David Butler, from Athy, Co. Kildare said he is “lucky to be alive” after sustaining life-threatening injuries when a tree felling exercise went wrong.
The farmer owns a number of roadside trees that are up to two-hundred-years-old; he was concerned about branches falling on the road.
He attended a one-day seminar on assessing dangers trees and after he returned home, he identified six trees that required attention; David had arranged for a friend to assist him with the activity.
David was feeling unwell that morning – he had a chest infection which clouded his judgement, but he still proceeded with the task.
One of the trees began twisting when David was cutting it, but he had planned an escape route.
“The last thing I remember was running and saying ‘oh dear’. I threw the chainsaw under the tree and that is the last thing I remember.” David Butler said in a video produced by the HSA.

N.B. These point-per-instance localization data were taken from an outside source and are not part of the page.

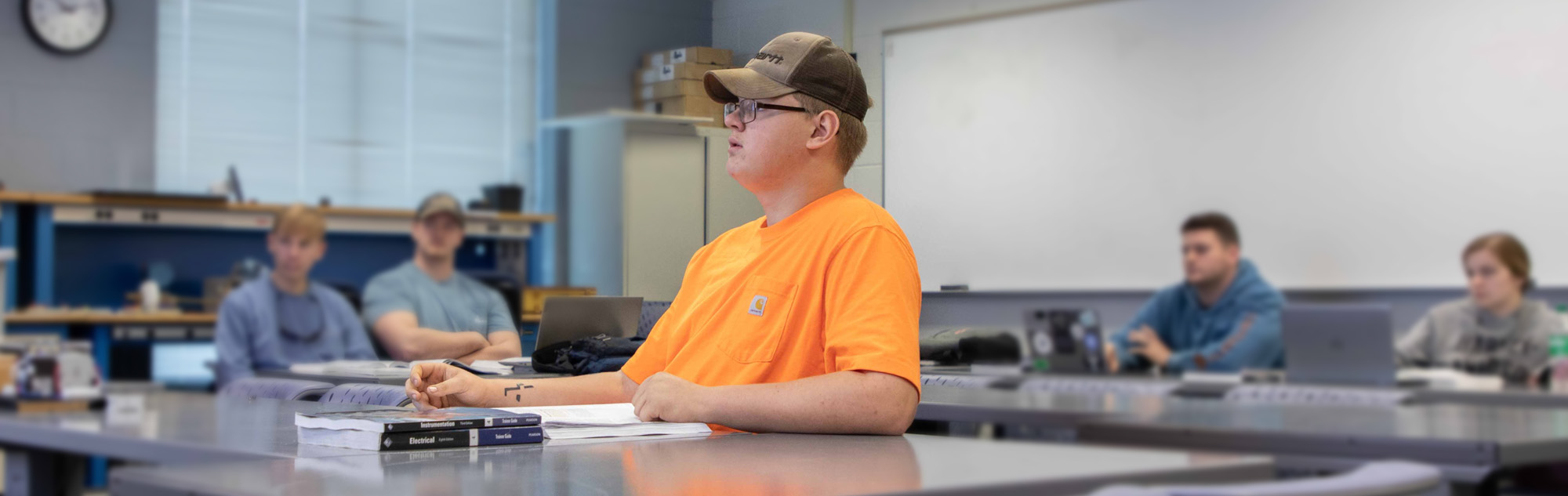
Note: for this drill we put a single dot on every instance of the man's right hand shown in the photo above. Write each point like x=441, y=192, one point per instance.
x=441, y=386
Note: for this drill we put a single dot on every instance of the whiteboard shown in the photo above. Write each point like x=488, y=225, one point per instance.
x=1359, y=145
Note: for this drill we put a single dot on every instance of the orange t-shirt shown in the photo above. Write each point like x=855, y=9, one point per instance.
x=830, y=288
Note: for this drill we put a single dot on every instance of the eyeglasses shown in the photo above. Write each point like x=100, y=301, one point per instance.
x=749, y=109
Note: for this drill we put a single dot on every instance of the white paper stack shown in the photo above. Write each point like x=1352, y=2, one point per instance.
x=603, y=421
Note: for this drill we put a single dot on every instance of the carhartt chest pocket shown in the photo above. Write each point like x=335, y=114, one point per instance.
x=753, y=322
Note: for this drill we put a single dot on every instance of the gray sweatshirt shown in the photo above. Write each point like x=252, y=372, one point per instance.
x=1464, y=336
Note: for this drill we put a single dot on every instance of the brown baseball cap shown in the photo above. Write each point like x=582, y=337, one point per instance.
x=440, y=203
x=796, y=62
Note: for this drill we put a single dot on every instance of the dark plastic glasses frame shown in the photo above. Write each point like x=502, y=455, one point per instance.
x=753, y=109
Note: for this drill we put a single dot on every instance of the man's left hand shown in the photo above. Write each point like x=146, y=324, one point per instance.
x=1150, y=346
x=672, y=399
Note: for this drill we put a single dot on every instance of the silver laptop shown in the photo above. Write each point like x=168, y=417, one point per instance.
x=576, y=317
x=1340, y=344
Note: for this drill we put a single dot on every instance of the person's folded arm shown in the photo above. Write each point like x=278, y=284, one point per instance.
x=840, y=402
x=402, y=336
x=233, y=339
x=503, y=346
x=1254, y=344
x=1122, y=349
x=441, y=386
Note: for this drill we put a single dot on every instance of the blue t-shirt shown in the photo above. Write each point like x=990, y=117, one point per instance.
x=460, y=303
x=1240, y=331
x=261, y=327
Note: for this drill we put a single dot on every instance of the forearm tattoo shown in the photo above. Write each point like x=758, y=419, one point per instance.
x=518, y=396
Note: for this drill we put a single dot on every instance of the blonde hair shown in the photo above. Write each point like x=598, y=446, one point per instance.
x=852, y=132
x=1509, y=250
x=300, y=220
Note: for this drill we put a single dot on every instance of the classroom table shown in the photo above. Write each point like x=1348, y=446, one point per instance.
x=716, y=465
x=1470, y=443
x=173, y=427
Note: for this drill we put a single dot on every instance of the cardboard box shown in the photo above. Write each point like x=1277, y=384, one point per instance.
x=692, y=71
x=672, y=89
x=700, y=56
x=648, y=76
x=689, y=106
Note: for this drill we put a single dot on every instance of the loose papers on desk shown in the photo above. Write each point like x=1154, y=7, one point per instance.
x=603, y=421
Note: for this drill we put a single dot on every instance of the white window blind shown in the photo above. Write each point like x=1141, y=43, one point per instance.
x=366, y=103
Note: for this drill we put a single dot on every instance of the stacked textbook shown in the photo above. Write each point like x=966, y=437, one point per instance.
x=396, y=429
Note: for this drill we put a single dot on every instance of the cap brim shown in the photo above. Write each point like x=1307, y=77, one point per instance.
x=434, y=212
x=730, y=85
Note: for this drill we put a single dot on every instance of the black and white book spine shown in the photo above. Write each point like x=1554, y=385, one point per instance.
x=462, y=438
x=517, y=421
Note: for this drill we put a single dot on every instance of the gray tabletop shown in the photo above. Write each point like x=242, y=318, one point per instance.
x=716, y=465
x=1025, y=407
x=1470, y=441
x=175, y=427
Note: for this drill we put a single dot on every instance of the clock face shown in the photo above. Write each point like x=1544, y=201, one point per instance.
x=68, y=26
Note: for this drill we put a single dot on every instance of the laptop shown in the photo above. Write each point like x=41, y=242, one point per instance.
x=1340, y=344
x=576, y=317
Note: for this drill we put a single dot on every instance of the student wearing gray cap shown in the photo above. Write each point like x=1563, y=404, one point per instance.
x=802, y=320
x=427, y=310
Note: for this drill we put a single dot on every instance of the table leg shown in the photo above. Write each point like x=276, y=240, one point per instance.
x=38, y=472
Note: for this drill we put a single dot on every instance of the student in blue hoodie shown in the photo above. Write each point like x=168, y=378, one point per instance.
x=283, y=317
x=1225, y=317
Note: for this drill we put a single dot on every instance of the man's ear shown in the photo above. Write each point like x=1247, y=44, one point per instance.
x=826, y=128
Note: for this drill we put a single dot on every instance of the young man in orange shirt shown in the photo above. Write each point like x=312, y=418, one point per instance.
x=802, y=320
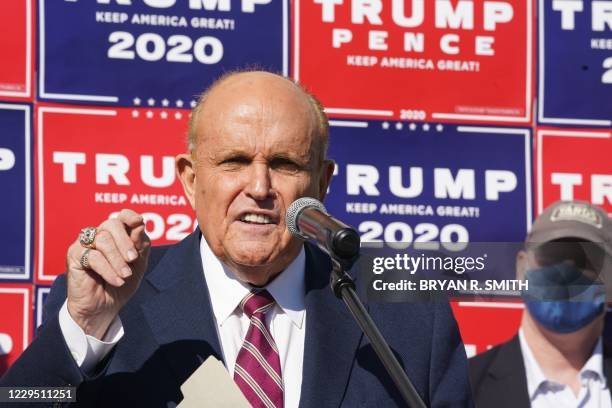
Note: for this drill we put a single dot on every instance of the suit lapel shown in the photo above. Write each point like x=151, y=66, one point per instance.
x=180, y=315
x=332, y=337
x=607, y=364
x=509, y=385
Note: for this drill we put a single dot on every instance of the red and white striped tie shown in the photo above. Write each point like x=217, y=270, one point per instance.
x=258, y=371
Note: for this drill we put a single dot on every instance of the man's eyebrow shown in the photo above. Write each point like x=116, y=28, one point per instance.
x=228, y=153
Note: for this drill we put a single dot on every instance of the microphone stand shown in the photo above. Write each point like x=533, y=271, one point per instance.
x=344, y=288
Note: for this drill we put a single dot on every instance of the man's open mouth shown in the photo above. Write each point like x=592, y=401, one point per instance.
x=256, y=219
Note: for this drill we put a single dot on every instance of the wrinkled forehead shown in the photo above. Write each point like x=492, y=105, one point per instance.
x=261, y=105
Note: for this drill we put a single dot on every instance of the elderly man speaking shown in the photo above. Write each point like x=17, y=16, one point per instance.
x=128, y=324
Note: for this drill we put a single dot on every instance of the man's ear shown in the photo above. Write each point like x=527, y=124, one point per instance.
x=521, y=264
x=327, y=173
x=185, y=170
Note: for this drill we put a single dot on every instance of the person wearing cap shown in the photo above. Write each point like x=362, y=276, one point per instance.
x=558, y=358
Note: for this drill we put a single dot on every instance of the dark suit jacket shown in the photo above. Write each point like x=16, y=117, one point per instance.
x=170, y=330
x=498, y=376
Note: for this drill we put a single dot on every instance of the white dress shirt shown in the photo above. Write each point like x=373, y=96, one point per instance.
x=286, y=320
x=545, y=393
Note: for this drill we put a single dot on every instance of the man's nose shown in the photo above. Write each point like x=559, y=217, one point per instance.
x=259, y=186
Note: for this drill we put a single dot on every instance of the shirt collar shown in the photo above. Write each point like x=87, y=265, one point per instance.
x=595, y=364
x=535, y=377
x=226, y=291
x=533, y=373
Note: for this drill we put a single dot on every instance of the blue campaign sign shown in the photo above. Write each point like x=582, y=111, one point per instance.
x=575, y=62
x=15, y=179
x=154, y=52
x=431, y=182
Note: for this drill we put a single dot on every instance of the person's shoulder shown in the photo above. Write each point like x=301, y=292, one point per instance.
x=156, y=254
x=481, y=363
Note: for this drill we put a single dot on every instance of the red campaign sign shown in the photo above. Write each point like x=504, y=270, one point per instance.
x=15, y=323
x=573, y=164
x=484, y=325
x=420, y=60
x=91, y=163
x=16, y=43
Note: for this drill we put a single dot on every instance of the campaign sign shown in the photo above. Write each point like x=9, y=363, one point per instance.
x=154, y=52
x=91, y=163
x=417, y=60
x=41, y=296
x=574, y=164
x=15, y=303
x=484, y=325
x=16, y=48
x=575, y=62
x=445, y=183
x=15, y=178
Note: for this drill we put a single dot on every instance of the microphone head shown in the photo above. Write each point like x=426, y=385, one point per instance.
x=296, y=208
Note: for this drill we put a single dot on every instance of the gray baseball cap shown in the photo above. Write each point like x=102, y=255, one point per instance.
x=572, y=219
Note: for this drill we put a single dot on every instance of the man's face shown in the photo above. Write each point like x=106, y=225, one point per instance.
x=257, y=151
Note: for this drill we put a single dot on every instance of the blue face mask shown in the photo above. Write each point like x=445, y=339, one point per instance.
x=562, y=299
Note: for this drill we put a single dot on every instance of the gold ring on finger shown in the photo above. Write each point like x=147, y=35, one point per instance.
x=84, y=261
x=87, y=237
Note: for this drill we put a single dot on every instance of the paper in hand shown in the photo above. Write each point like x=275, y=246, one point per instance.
x=211, y=386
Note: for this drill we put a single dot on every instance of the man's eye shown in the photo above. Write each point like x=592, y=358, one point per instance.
x=235, y=161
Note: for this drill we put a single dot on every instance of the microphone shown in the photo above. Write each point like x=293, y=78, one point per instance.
x=307, y=218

“I woke up two-and-a-half-months later. A helicopter was called in because it was an agricultural accident.”
“They didn’t know it was beside the road and that is what saved my life, I think.”He added.
After the accident
David arrived at Tallaght Hospital twelve-minutes later; he said he was lucky that he received immediate and prompt attention.

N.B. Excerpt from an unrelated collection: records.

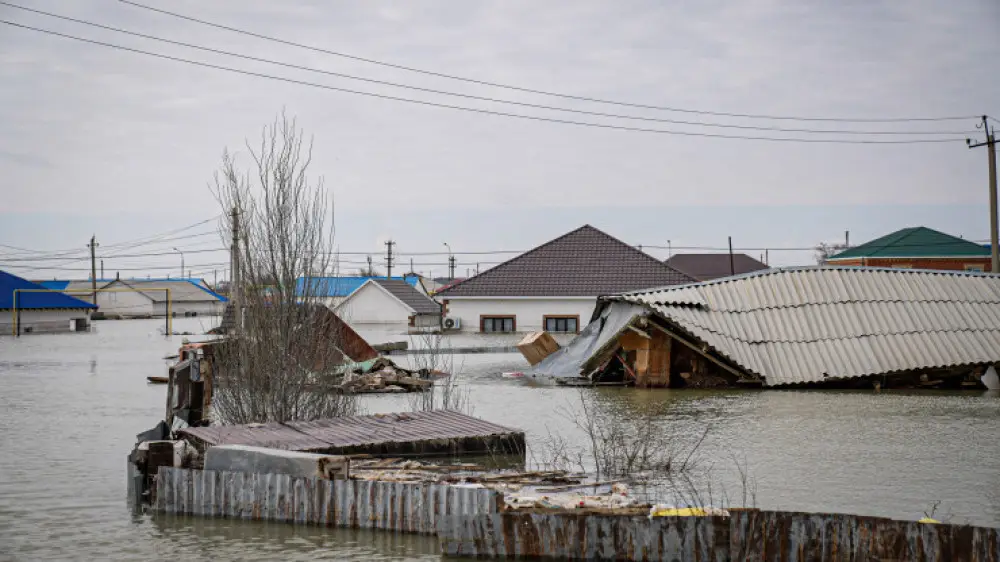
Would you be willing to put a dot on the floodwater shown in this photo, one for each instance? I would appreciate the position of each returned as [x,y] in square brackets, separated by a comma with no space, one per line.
[70,406]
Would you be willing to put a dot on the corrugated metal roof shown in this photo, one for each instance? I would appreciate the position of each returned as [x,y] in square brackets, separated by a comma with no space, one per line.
[34,296]
[330,434]
[341,286]
[915,242]
[808,324]
[705,267]
[411,297]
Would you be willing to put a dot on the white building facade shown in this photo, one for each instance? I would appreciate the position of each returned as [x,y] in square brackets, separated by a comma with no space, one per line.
[527,314]
[553,287]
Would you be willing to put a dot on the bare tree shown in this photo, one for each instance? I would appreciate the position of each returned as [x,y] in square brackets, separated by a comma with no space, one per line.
[618,446]
[275,366]
[826,249]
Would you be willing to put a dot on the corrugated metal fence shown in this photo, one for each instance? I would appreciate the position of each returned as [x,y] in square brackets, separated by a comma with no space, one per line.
[749,535]
[403,507]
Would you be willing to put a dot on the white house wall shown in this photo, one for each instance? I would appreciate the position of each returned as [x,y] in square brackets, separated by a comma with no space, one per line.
[372,305]
[529,312]
[189,308]
[41,321]
[124,303]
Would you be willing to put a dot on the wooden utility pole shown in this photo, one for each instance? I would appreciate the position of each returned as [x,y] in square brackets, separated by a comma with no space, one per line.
[388,258]
[991,153]
[234,265]
[93,267]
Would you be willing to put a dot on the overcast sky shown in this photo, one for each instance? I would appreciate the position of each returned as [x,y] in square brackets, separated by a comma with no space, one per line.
[121,145]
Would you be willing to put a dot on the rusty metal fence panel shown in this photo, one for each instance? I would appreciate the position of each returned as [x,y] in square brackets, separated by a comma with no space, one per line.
[585,537]
[746,535]
[395,506]
[792,537]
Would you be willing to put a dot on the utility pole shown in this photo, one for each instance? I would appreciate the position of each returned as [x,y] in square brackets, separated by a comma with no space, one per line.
[991,153]
[234,266]
[732,266]
[93,267]
[388,258]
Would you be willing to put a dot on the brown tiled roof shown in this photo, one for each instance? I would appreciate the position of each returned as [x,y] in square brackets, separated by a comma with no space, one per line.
[705,267]
[585,262]
[419,302]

He remained in Tallaght Hospital’s Intensive Care Unit for approximately two months following the accident. “I got hospital-acquired pneumonia, I nearly died twice. My kidneys went out – I was on dialysis.” He explained.

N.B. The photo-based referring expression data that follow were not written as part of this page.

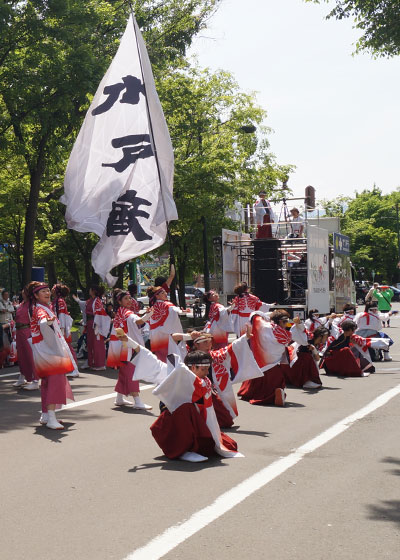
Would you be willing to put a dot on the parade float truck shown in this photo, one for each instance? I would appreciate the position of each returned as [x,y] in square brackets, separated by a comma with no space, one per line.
[297,274]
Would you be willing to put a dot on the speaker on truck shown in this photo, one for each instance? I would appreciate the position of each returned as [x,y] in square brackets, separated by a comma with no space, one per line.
[267,273]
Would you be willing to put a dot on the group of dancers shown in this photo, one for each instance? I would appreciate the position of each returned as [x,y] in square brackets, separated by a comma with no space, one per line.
[194,373]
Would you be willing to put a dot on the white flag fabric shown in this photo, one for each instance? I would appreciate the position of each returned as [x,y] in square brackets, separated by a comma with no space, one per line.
[118,182]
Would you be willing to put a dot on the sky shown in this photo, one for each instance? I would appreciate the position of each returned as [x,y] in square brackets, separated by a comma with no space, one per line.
[335,116]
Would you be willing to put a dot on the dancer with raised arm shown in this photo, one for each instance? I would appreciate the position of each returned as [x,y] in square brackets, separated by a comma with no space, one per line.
[163,322]
[219,322]
[59,307]
[27,378]
[120,355]
[243,305]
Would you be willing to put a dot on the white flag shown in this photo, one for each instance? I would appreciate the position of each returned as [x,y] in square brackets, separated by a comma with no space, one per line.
[119,177]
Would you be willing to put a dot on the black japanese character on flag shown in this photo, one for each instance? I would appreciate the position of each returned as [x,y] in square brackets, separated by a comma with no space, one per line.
[138,147]
[123,218]
[133,87]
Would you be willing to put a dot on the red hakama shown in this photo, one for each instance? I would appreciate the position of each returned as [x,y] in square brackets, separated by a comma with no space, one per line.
[343,363]
[261,390]
[186,430]
[55,389]
[96,348]
[125,385]
[223,415]
[304,369]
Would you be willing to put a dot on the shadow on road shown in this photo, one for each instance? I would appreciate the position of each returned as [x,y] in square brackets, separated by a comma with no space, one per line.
[388,510]
[166,464]
[393,461]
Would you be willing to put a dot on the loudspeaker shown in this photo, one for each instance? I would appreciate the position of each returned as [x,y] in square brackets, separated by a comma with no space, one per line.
[267,270]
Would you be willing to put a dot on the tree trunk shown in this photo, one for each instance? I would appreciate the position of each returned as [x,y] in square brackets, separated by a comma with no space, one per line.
[181,275]
[30,225]
[51,273]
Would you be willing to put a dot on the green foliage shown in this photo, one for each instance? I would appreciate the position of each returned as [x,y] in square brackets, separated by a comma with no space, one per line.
[53,55]
[371,221]
[379,21]
[216,162]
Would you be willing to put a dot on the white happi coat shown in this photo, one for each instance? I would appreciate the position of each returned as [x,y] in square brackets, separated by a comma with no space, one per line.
[233,364]
[182,386]
[269,343]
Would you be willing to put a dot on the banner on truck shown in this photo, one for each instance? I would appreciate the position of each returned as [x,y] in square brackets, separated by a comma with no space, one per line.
[318,269]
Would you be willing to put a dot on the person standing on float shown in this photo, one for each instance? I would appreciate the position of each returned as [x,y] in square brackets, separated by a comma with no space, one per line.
[50,353]
[27,378]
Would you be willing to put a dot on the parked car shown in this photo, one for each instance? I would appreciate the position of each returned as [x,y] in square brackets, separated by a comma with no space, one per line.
[362,288]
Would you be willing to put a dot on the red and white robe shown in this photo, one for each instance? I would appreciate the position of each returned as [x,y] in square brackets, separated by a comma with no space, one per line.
[271,346]
[368,321]
[51,356]
[134,305]
[219,324]
[312,324]
[163,322]
[243,307]
[336,329]
[97,329]
[189,398]
[117,351]
[230,365]
[351,358]
[60,309]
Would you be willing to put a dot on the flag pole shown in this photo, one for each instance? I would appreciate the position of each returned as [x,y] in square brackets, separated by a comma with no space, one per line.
[171,246]
[151,126]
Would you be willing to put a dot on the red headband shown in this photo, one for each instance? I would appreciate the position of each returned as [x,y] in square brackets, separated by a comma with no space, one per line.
[38,288]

“The only things that were working were my heart and liver – my body died virtually. All my muscle wasted away.”
David had broken his back in three places, had broken all his ribs, his lungs were punctured, his shoulder was broken in two places and he had gashed his head.
He was transferred to the Mater Hospital where rods were inserted into his back. The Kildare farmer was in hospital for six months - his initial time in Tallaght, the Mater for one-week, Tallaght for another period followed by the Peamount Hospital for rehabilitation.
“I went to the Peamount Hospital on a wheelchair and two weeks later I was walking with a zimmer frame.”
“The biggest problem then was coming off the opiates. That took a year-and-half – that was tough going for me and everyone around me.”
It took David about two years to fully recover from the accident; he said his families’ lives were “put out of joint” for this length of time.
David said he was working and was working to a very tight schedule. “I broke my own rule, which is not to do things when you’re tired or sick.”
“You will have all the time in the world in your coffin, you don’t have the time to enjoy your grandchildren.”
“It [the accident] has changed my attitude towards life – I am much calmer, I certainly take my time about things and I am much more safety-conscious.”
“I have my family and I am really lucky,” David concluded.
When felling trees, always hire a professional – it might just save your life – this advice has been issued by the Health and Safety Authority (HSA).